Niken : " udah kebakar tapi masih bisa terbang ndik "
Pendik : " nggumun aku nik "
Me : " podo ndik "
Kami hanya bisa terpana takjub menyaksikan kejadian ini , saking takjubnya sungguh sulit untuk mengungkapkan dengan kata kata.... aku pernah melihat balon kresek yang terbakar di udara tapi yang satu ini ?!?... tak pernah terbayangkan jika aku bakalan melihat kuntilanak terbang dengan kondisi terbakar hebat.
Niken : " loh ?!?.... kok makin rendah terbangnya ?! "
Zul : " kayaknya mau jatuh tuh nik "
Kuntilanak merah yang terbakar itu masih terbang terhuyung huyung dan baru saja melewati lapangan helipad , namun semakin lama terbangnya semakin tak beraturan dan juga semakin rendah mendekati permukaan tanah , hingga akhirnya ia jatuh menukik tepat di area lapangan basket yang berada di seberang sungai Brantas.
Zul : " jatuh di lapangan basket nik kuntinya ! "
Niken : " udah mati ya zul kayaknya ?! "
Pendik : " vig ?!?... mati vig kuntine "
Me : " iiyo ndik , paling wes mati "
Dari balkon sebelah timur ini kami tak dapat melihat apa yang terjadi di lapangan basket sana , selain jarak yang cukup jauh pandangan kami juga terhalang oleh pepohonan rimbun yang memenuhi sisi selatan lapangan helipad.
Niken : " beneran udah mati ya zul ?! "
Zul : " apinya aja segede itu gimana ngga mati nik "

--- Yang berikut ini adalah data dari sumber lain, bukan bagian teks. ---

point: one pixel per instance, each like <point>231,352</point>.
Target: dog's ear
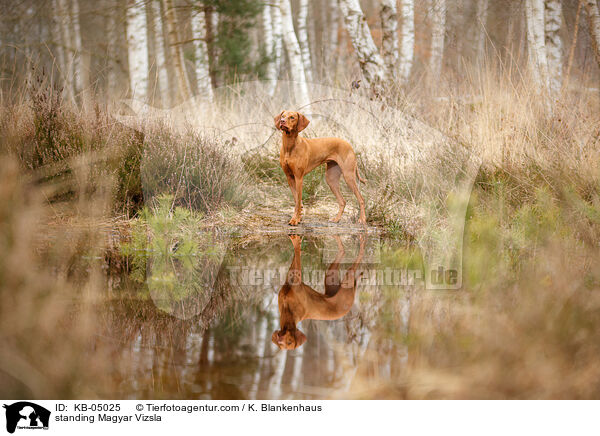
<point>302,122</point>
<point>300,338</point>
<point>276,120</point>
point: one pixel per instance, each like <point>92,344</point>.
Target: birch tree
<point>371,62</point>
<point>268,29</point>
<point>591,8</point>
<point>481,13</point>
<point>57,38</point>
<point>536,45</point>
<point>160,53</point>
<point>201,52</point>
<point>389,42</point>
<point>185,91</point>
<point>66,54</point>
<point>138,50</point>
<point>333,27</point>
<point>75,42</point>
<point>554,49</point>
<point>292,48</point>
<point>277,35</point>
<point>303,39</point>
<point>438,32</point>
<point>407,45</point>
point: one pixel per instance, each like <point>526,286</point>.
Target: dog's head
<point>290,121</point>
<point>288,339</point>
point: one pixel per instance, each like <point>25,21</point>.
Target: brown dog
<point>298,301</point>
<point>299,156</point>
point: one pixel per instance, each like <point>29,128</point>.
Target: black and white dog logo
<point>26,415</point>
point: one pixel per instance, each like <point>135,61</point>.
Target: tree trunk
<point>268,29</point>
<point>481,14</point>
<point>185,91</point>
<point>594,23</point>
<point>303,39</point>
<point>407,45</point>
<point>277,35</point>
<point>160,53</point>
<point>88,19</point>
<point>438,32</point>
<point>138,50</point>
<point>554,50</point>
<point>371,63</point>
<point>536,46</point>
<point>334,28</point>
<point>62,13</point>
<point>389,42</point>
<point>210,44</point>
<point>202,70</point>
<point>294,55</point>
<point>57,36</point>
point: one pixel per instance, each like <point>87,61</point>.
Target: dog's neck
<point>289,140</point>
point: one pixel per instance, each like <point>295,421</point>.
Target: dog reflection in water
<point>298,301</point>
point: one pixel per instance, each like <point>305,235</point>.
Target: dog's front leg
<point>298,198</point>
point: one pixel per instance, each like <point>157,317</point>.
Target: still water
<point>282,317</point>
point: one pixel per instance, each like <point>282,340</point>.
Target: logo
<point>26,415</point>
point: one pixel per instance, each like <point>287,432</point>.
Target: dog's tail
<point>359,177</point>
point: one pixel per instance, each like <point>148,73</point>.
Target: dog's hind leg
<point>350,177</point>
<point>332,177</point>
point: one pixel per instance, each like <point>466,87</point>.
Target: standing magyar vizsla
<point>299,156</point>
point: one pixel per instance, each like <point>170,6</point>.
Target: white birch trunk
<point>76,46</point>
<point>277,35</point>
<point>591,8</point>
<point>333,33</point>
<point>160,54</point>
<point>481,17</point>
<point>111,77</point>
<point>65,54</point>
<point>389,42</point>
<point>438,32</point>
<point>294,55</point>
<point>57,35</point>
<point>271,72</point>
<point>407,45</point>
<point>371,63</point>
<point>303,39</point>
<point>185,91</point>
<point>137,38</point>
<point>554,49</point>
<point>538,63</point>
<point>202,70</point>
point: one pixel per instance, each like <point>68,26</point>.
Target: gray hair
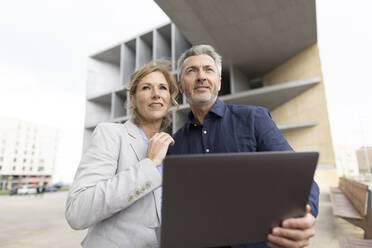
<point>199,50</point>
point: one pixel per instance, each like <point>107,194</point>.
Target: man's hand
<point>295,232</point>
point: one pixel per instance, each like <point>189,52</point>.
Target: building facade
<point>27,153</point>
<point>270,58</point>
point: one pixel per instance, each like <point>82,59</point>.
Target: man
<point>215,127</point>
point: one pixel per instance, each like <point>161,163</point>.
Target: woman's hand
<point>158,147</point>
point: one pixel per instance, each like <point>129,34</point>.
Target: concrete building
<point>27,153</point>
<point>346,161</point>
<point>270,58</point>
<point>364,157</point>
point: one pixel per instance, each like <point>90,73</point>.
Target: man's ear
<point>180,87</point>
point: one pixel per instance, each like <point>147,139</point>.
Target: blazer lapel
<point>136,140</point>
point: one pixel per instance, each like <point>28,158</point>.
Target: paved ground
<point>30,221</point>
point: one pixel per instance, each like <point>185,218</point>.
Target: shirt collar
<point>218,109</point>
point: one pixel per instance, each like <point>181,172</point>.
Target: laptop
<point>212,200</point>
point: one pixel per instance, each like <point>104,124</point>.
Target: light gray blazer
<point>116,192</point>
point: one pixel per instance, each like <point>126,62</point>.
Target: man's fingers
<point>283,242</point>
<point>300,223</point>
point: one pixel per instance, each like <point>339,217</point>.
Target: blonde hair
<point>162,66</point>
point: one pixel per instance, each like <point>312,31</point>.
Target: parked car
<point>26,189</point>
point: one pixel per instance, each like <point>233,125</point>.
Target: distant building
<point>27,153</point>
<point>364,157</point>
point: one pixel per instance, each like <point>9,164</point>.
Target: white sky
<point>44,45</point>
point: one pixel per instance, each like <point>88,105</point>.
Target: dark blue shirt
<point>234,128</point>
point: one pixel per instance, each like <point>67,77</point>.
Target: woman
<point>116,191</point>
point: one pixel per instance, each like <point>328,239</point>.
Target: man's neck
<point>200,111</point>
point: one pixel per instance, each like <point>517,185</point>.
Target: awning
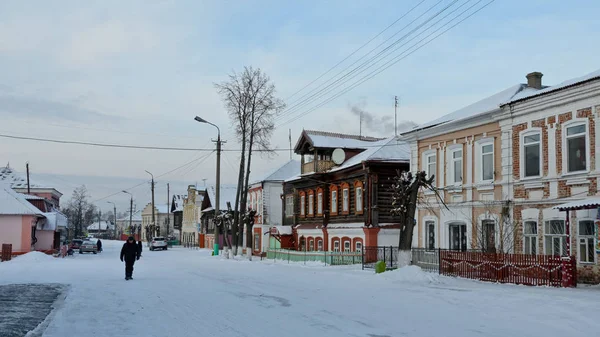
<point>587,203</point>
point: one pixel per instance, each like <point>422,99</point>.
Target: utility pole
<point>396,116</point>
<point>28,185</point>
<point>153,217</point>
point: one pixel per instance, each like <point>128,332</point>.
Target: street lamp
<point>130,209</point>
<point>115,213</point>
<point>218,187</point>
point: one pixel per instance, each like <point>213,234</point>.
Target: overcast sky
<point>137,72</point>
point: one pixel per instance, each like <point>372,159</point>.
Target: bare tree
<point>249,98</point>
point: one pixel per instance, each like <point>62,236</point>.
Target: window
<point>302,204</point>
<point>430,164</point>
<point>576,148</point>
<point>555,238</point>
<point>530,237</point>
<point>531,155</point>
<point>586,248</point>
<point>430,235</point>
<point>487,162</point>
<point>456,167</point>
<point>289,205</point>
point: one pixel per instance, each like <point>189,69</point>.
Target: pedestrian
<point>130,253</point>
<point>140,248</point>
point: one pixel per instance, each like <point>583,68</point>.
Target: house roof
<point>566,84</point>
<point>13,203</point>
<point>481,107</point>
<point>287,170</point>
<point>332,140</point>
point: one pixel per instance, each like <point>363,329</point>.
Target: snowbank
<point>411,274</point>
<point>33,257</point>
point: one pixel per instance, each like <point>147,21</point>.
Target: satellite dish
<point>338,156</point>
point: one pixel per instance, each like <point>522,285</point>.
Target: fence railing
<point>388,254</point>
<point>327,258</point>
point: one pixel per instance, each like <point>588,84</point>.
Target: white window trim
<point>425,164</point>
<point>565,152</point>
<point>585,236</point>
<point>479,160</point>
<point>450,161</point>
<point>522,135</point>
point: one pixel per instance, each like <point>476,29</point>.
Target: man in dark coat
<point>130,252</point>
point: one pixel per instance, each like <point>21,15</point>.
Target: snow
<point>183,292</point>
<point>13,203</point>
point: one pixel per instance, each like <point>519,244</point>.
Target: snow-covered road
<point>184,292</point>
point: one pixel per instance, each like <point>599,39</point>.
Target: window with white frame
<point>487,161</point>
<point>576,148</point>
<point>289,205</point>
<point>532,150</point>
<point>430,235</point>
<point>320,203</point>
<point>586,239</point>
<point>358,199</point>
<point>430,164</point>
<point>456,166</point>
<point>530,237</point>
<point>345,200</point>
<point>555,237</point>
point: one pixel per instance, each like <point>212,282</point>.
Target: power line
<point>395,60</point>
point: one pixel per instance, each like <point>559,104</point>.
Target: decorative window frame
<point>302,206</point>
<point>522,135</point>
<point>479,144</point>
<point>311,204</point>
<point>565,152</point>
<point>359,209</point>
<point>425,164</point>
<point>345,203</point>
<point>334,201</point>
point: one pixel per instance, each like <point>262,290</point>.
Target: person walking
<point>130,253</point>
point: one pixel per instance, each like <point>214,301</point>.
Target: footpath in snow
<point>183,292</point>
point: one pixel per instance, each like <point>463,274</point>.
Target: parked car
<point>88,247</point>
<point>158,243</point>
<point>75,244</point>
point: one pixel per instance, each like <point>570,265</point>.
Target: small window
<point>531,155</point>
<point>586,247</point>
<point>576,148</point>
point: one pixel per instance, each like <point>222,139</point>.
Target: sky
<point>137,72</point>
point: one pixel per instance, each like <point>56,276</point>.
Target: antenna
<point>396,116</point>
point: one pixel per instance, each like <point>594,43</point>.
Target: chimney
<point>534,80</point>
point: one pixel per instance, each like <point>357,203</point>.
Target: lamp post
<point>130,211</point>
<point>115,213</point>
<point>218,187</point>
<point>153,226</point>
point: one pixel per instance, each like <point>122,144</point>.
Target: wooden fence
<point>537,270</point>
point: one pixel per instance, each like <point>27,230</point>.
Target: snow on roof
<point>13,203</point>
<point>332,140</point>
<point>587,203</point>
<point>287,170</point>
<point>568,83</point>
<point>483,106</point>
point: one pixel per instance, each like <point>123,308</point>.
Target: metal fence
<point>388,254</point>
<point>327,258</point>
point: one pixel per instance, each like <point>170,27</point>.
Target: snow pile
<point>33,257</point>
<point>411,274</point>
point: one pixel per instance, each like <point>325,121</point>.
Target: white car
<point>158,243</point>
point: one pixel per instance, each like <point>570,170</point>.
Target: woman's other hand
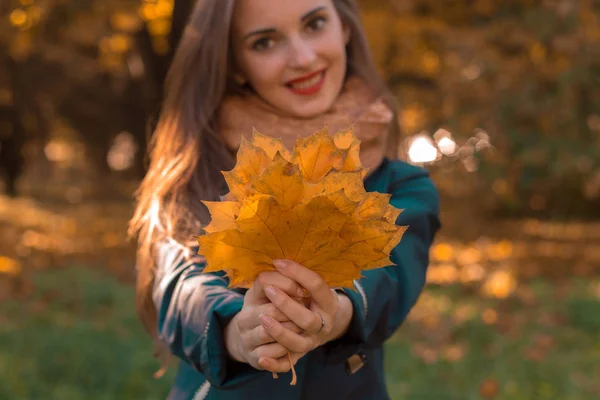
<point>246,339</point>
<point>327,317</point>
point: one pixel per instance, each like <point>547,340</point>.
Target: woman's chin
<point>309,108</point>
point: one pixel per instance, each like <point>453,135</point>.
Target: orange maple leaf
<point>308,205</point>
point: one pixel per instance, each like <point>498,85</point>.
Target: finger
<point>275,278</point>
<point>292,341</point>
<point>250,320</point>
<point>306,319</point>
<point>259,336</point>
<point>281,364</point>
<point>270,350</point>
<point>310,280</point>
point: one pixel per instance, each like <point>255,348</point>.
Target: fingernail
<point>265,320</point>
<point>263,363</point>
<point>270,291</point>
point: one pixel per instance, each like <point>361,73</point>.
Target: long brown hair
<point>186,152</point>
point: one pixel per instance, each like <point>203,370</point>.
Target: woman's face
<point>292,52</point>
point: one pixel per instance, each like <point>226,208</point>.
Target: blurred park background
<point>500,102</point>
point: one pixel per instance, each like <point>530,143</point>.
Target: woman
<point>286,68</point>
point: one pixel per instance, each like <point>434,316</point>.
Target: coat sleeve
<point>193,309</point>
<point>383,297</point>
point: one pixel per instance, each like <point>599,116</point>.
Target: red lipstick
<point>307,84</point>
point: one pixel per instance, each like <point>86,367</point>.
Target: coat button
<point>355,362</point>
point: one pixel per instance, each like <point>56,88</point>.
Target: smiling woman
<point>294,59</point>
<point>286,68</point>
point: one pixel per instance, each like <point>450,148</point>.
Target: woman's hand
<point>247,340</point>
<point>326,318</point>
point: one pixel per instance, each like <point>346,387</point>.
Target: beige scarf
<point>356,105</point>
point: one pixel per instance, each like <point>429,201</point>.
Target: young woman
<point>286,68</point>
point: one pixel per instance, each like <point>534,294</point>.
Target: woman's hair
<point>186,151</point>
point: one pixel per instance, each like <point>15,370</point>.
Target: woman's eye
<point>263,44</point>
<point>317,24</point>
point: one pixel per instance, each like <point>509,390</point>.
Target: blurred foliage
<point>75,338</point>
<point>524,74</point>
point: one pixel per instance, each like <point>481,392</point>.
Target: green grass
<point>77,338</point>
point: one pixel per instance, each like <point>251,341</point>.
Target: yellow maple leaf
<point>308,205</point>
<point>271,146</point>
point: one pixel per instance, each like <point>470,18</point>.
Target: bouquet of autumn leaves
<point>308,205</point>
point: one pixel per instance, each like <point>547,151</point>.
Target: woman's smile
<point>308,84</point>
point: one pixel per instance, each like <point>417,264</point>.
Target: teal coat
<point>193,309</point>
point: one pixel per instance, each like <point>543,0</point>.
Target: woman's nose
<point>302,53</point>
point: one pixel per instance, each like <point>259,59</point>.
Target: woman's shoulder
<point>405,180</point>
<point>403,170</point>
<point>396,171</point>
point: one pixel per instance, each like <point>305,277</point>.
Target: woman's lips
<point>307,85</point>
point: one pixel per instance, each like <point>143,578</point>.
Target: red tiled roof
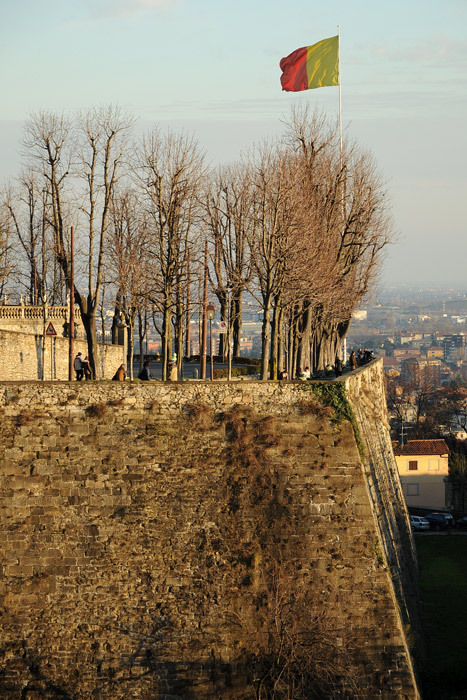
<point>422,447</point>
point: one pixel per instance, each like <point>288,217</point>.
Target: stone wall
<point>201,540</point>
<point>27,356</point>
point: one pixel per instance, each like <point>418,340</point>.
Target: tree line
<point>299,223</point>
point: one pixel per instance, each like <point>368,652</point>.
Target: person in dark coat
<point>338,366</point>
<point>120,374</point>
<point>78,367</point>
<point>145,374</point>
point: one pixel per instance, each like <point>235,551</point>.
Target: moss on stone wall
<point>191,542</point>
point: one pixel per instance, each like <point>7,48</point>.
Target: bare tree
<point>171,171</point>
<point>48,146</point>
<point>344,198</point>
<point>228,219</point>
<point>128,261</point>
<point>5,251</point>
<point>92,149</point>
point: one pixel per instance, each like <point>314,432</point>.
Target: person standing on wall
<point>78,367</point>
<point>145,374</point>
<point>86,369</point>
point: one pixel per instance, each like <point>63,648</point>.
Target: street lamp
<point>210,313</point>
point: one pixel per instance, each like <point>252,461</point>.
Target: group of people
<point>145,372</point>
<point>356,359</point>
<point>82,367</point>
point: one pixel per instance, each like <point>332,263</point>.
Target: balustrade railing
<point>37,312</point>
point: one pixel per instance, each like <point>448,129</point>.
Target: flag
<point>312,66</point>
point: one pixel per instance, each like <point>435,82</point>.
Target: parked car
<point>440,521</point>
<point>419,523</point>
<point>462,523</point>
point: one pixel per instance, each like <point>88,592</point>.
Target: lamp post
<point>210,313</point>
<point>229,353</point>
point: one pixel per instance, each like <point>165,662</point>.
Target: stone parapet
<point>192,540</point>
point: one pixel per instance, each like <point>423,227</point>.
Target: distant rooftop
<point>422,447</point>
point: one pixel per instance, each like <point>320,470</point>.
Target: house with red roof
<point>424,472</point>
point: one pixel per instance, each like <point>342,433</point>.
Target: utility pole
<point>204,328</point>
<point>71,327</point>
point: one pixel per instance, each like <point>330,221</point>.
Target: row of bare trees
<point>297,224</point>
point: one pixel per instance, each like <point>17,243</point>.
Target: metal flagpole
<point>340,90</point>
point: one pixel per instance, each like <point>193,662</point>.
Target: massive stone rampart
<point>202,540</point>
<point>28,356</point>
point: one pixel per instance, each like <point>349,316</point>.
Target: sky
<point>212,68</point>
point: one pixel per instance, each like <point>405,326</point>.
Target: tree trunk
<point>237,325</point>
<point>89,323</point>
<point>265,332</point>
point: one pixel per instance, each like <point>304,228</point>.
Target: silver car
<point>419,523</point>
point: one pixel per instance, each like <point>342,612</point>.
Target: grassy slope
<point>443,588</point>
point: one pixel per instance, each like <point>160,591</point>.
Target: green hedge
<point>236,372</point>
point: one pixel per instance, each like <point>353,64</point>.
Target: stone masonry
<point>198,540</point>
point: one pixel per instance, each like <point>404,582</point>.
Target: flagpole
<point>340,91</point>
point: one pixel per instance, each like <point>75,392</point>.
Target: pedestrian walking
<point>78,367</point>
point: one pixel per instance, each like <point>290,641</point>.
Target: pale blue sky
<point>213,67</point>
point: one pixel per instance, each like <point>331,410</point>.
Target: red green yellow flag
<point>312,66</point>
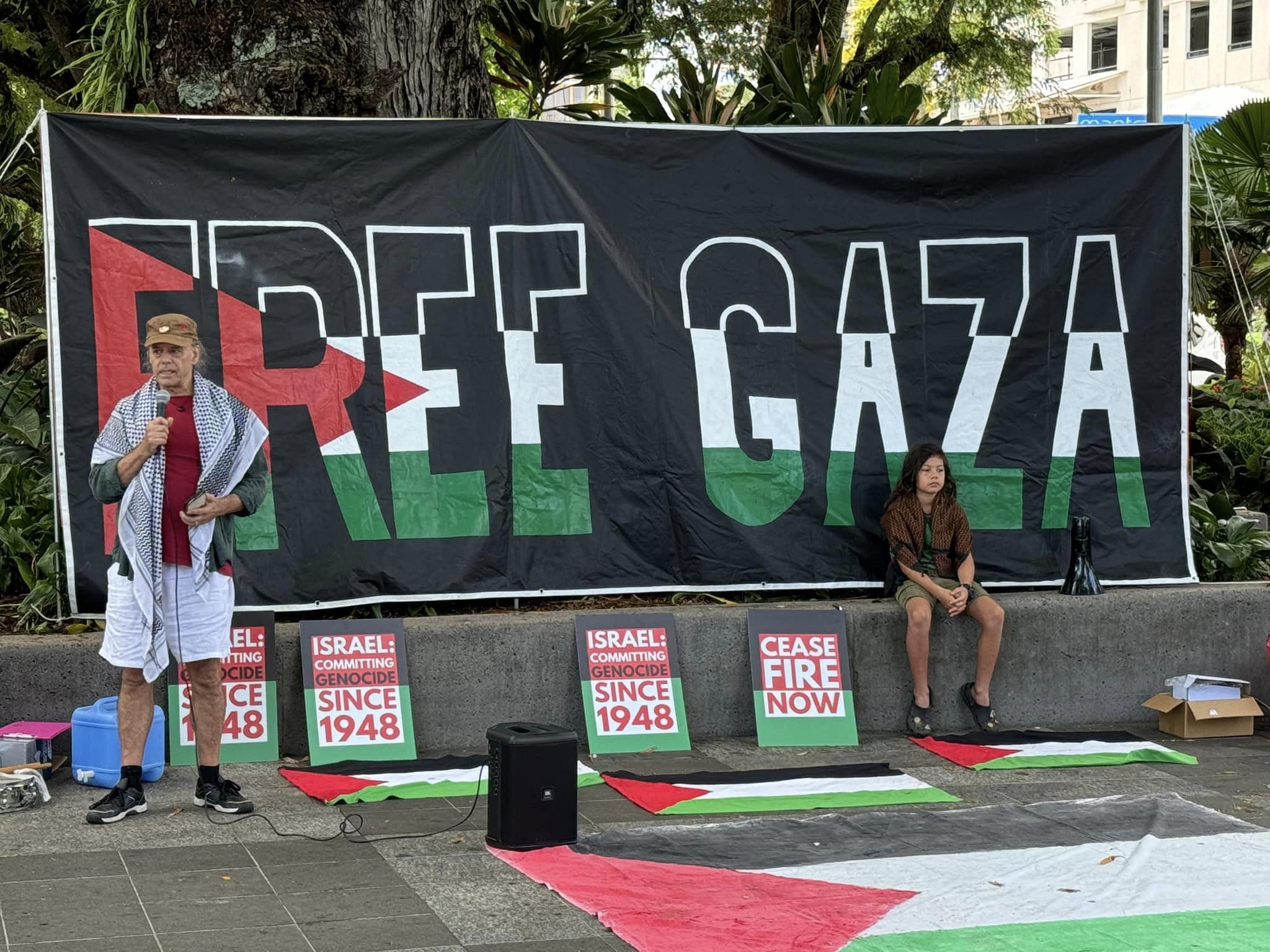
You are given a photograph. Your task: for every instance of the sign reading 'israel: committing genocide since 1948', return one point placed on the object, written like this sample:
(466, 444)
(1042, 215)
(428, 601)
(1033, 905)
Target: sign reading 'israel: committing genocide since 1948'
(630, 683)
(535, 358)
(357, 691)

Dalam hati aku merasa aneh sendiri dan masih kesulitan mencerna kejadian ini dengan nalar , sukar dipercaya bahwa sosok kuntilanak merah yang selama ini menjadi desas desus dan terus membuat penasaran itu kini benar benar telah binasa.
Pendik : " wes vig , akhire koyok ngene iki "
(dah vig , akhirnya kayak gini)
Me : " seng wis yo wis ndik "
(yang udah ya udah ndik)
Selama beberapa menit kami masih terdiam di balkon sebelah timur ini dengan tatapan mata yang berkaca kaca , apa yang kami alami malam ini sungguh terasa bagaikan mimpi yang menggerus batas batas kenyataan dan kurasa tak ada satupun dari kami yang bisa melupakannya.